A new study conducted by the USAID’s East Africa Investment Hub has concluded that failure to strictly implement regulations set by the member states touching on the rules of origin has had a negative effect on vehicle assembly in Kenya.
The report notes that despite vehicles assembled in Kenya qualifying for a preferential treatment, member states were still charging them high taxes which act as a Non-Tariff Barrier.
The study notes that failure to implement the East African Community’s Rules of Origin (RoO) is a violation of Partner States’ commitment under Article 14 of the EAC Customs Union Protocol and frustrates the realization of EAC Industrialization Strategy.
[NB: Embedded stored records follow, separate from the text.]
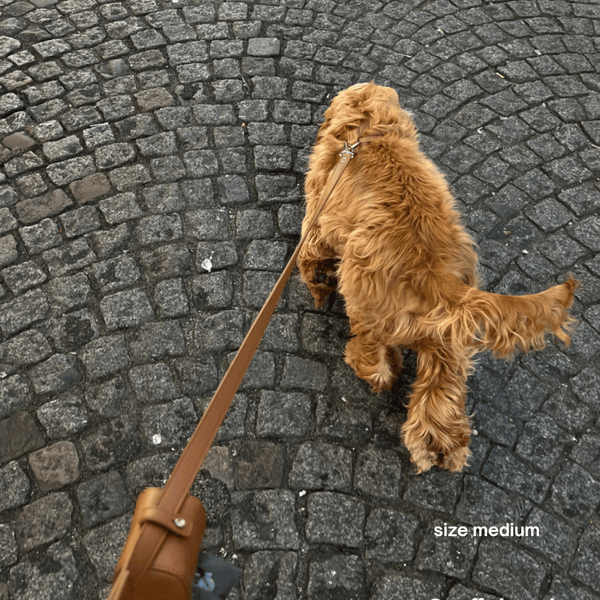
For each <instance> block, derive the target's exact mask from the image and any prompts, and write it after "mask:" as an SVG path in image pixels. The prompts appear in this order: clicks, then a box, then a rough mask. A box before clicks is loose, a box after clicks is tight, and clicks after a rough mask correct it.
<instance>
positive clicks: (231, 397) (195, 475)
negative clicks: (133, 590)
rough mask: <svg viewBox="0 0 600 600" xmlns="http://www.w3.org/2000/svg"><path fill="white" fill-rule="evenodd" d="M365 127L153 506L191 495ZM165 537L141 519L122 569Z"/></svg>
mask: <svg viewBox="0 0 600 600" xmlns="http://www.w3.org/2000/svg"><path fill="white" fill-rule="evenodd" d="M368 125H369V122H368V121H367V122H365V123H362V124H361V125H360V127H358V128H356V129H355V130H354V131H353V132H352V133H355V134H356V137H355V139H356V141H355V142H354V143H353V144H349V142H345V143H344V149H343V150H342V152H340V160H339V161H338V162H337V164H336V166H335V169H334V170H333V171H332V172H331V175H330V176H329V179H328V182H327V185H326V186H325V189H324V190H323V192H322V194H321V203H320V205H319V207H318V209H317V211H316V212H315V216H314V217H313V219H312V220H311V221H310V223H309V225H308V227H307V228H306V229H305V233H304V235H303V236H302V237H301V238H300V241H299V242H298V245H297V246H296V249H295V250H294V253H293V254H292V256H291V257H290V259H289V261H288V263H287V265H286V266H285V269H284V270H283V272H282V274H281V275H280V277H279V279H278V280H277V283H276V284H275V287H274V288H273V290H272V291H271V293H270V294H269V297H268V298H267V301H266V302H265V304H264V305H263V307H262V309H261V310H260V312H259V314H258V316H257V317H256V319H255V320H254V322H253V324H252V326H251V328H250V330H249V331H248V333H247V334H246V337H245V338H244V341H243V342H242V344H241V346H240V348H239V350H238V351H237V353H236V355H235V358H234V359H233V361H232V362H231V364H230V365H229V368H228V369H227V372H226V373H225V376H224V377H223V379H222V381H221V383H220V384H219V387H218V388H217V390H216V392H215V393H214V395H213V398H212V400H211V401H210V404H209V405H208V407H207V409H206V410H205V411H204V415H203V416H202V418H201V419H200V423H198V425H197V426H196V429H195V430H194V433H193V434H192V435H191V437H190V439H189V441H188V443H187V445H186V447H185V448H184V450H183V452H182V453H181V456H180V457H179V460H178V461H177V464H176V465H175V467H174V468H173V471H172V472H171V475H170V476H169V479H168V480H167V483H166V484H165V486H164V487H163V491H162V494H161V496H160V499H159V501H158V503H157V508H160V509H161V510H163V511H166V512H169V513H171V514H172V515H173V516H176V515H177V513H178V512H179V509H180V508H181V505H182V504H183V502H184V501H185V499H186V497H187V495H188V494H189V491H190V488H191V487H192V484H193V483H194V480H195V479H196V476H197V475H198V472H199V471H200V467H201V466H202V462H203V461H204V459H205V458H206V455H207V454H208V451H209V449H210V447H211V445H212V442H213V440H214V438H215V436H216V435H217V432H218V430H219V427H220V426H221V423H222V422H223V419H224V418H225V415H226V414H227V410H228V409H229V407H230V405H231V402H232V401H233V397H234V396H235V393H236V392H237V390H238V388H239V386H240V384H241V382H242V379H243V378H244V375H245V374H246V371H247V369H248V367H249V366H250V362H251V361H252V358H253V356H254V353H255V352H256V349H257V348H258V346H259V344H260V342H261V340H262V337H263V334H264V332H265V330H266V328H267V326H268V325H269V321H270V320H271V316H272V315H273V313H274V312H275V308H276V307H277V303H278V301H279V298H280V297H281V294H282V292H283V290H284V288H285V285H286V283H287V280H288V279H289V277H290V275H291V273H292V270H293V268H294V266H295V264H296V261H297V259H298V255H299V254H300V250H301V249H302V246H303V245H304V242H305V241H306V238H307V237H308V235H309V233H310V232H311V231H312V229H313V227H314V226H315V225H316V223H317V220H318V218H319V216H320V215H321V212H322V211H323V208H324V207H325V204H326V203H327V201H328V200H329V198H330V196H331V194H332V192H333V190H334V188H335V186H336V185H337V183H338V181H339V180H340V178H341V177H342V175H343V173H344V171H345V170H346V167H347V166H348V163H349V162H350V160H351V159H352V158H353V157H354V148H356V146H358V144H360V142H361V139H360V136H361V135H362V133H363V131H364V130H365V129H366V128H367V127H368ZM365 141H370V138H368V139H367V138H365ZM166 536H167V530H166V529H164V528H162V527H160V526H158V525H156V524H154V523H148V522H145V523H144V524H143V525H142V527H141V531H140V536H139V538H138V542H137V544H136V550H137V551H136V552H134V553H133V554H132V556H131V557H130V560H129V562H128V564H127V565H124V569H127V568H128V567H129V568H128V570H129V571H131V572H132V573H140V576H142V575H141V574H142V573H144V572H145V571H146V570H147V569H148V568H150V565H152V563H153V561H154V559H155V557H156V555H157V553H158V551H159V549H160V546H161V545H162V542H163V541H164V539H165V538H166ZM131 583H132V585H134V584H135V581H132V582H131Z"/></svg>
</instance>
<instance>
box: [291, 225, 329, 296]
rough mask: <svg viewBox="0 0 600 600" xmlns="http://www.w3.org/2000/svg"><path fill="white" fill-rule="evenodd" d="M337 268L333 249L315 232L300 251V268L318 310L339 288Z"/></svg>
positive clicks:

This study finds that the implementation of the zero-import duty provided for by the RoO will in turn reduce the retail selling price of Kenyan assembled motor vehicles in the Partner States by 14- 20%. In addition, industry players will be able to optimize their industry capacity utilization to at least 30,000 units per annum.
The assemblers project that with more business, they can progressively increase assembly line jobs by 1,000, with the additional knock-on effect of increasing the parts manufacturers to assembly plants employees to approximately 6,000.
Rules of origin are the criteria needed to determine the national source of a product.
In 2014, the EAC ministers revised regulations that prohibited motor vehicles being assembled in member countries from being taxed in a similar manner with motor vehicles from out of the EAC.
Under the revised RoO various products which did not qualify for the Preferential Community Tariff Treatment under the old RoO now qualify. Such products include models of motor vehicles assembled in Partner States.
It was intended that such preferential community tariff treatment will increase the price attractiveness of the locally assembled motor vehicles and therefore increase their market share.
The local motor vehicle assembly in Kenya is growing but still quite small compared to African peers such as the Republic of South Africa and Egypt. In comparison to other EAC Partner States, Kenya’s motor vehicle assembly industry is relatively well developed. Kenya assembled 9,524 vehicles in 2015, according to the Kenya National Bureau of Statistics (KNBS) with total number of employees in the manufacture of motor vehicles industry standing at 3,040 in 2016.
Kenya’s automotive market is largely focused on retail and distribution of vehicles and after-sales support in servicing and spare parts sales. Small-scale assembly of motor vehicles is done at three assembly plants, the General Motors East Africa (GMEA) plant in Nairobi, the Associated Vehicle Assemblers (AVA) plant in Mombasa and the Kenya Vehicle Manufacturers (KVM) plant in Thika.
In 2015 Kenya sold 9,295 locally assembled vehicles of which 921 (close to 10% of assembly) were light commercial vehicles such as pick-up trucks, and the rest of the 8,374 were heavy commercial vehicles such as trucks and buses.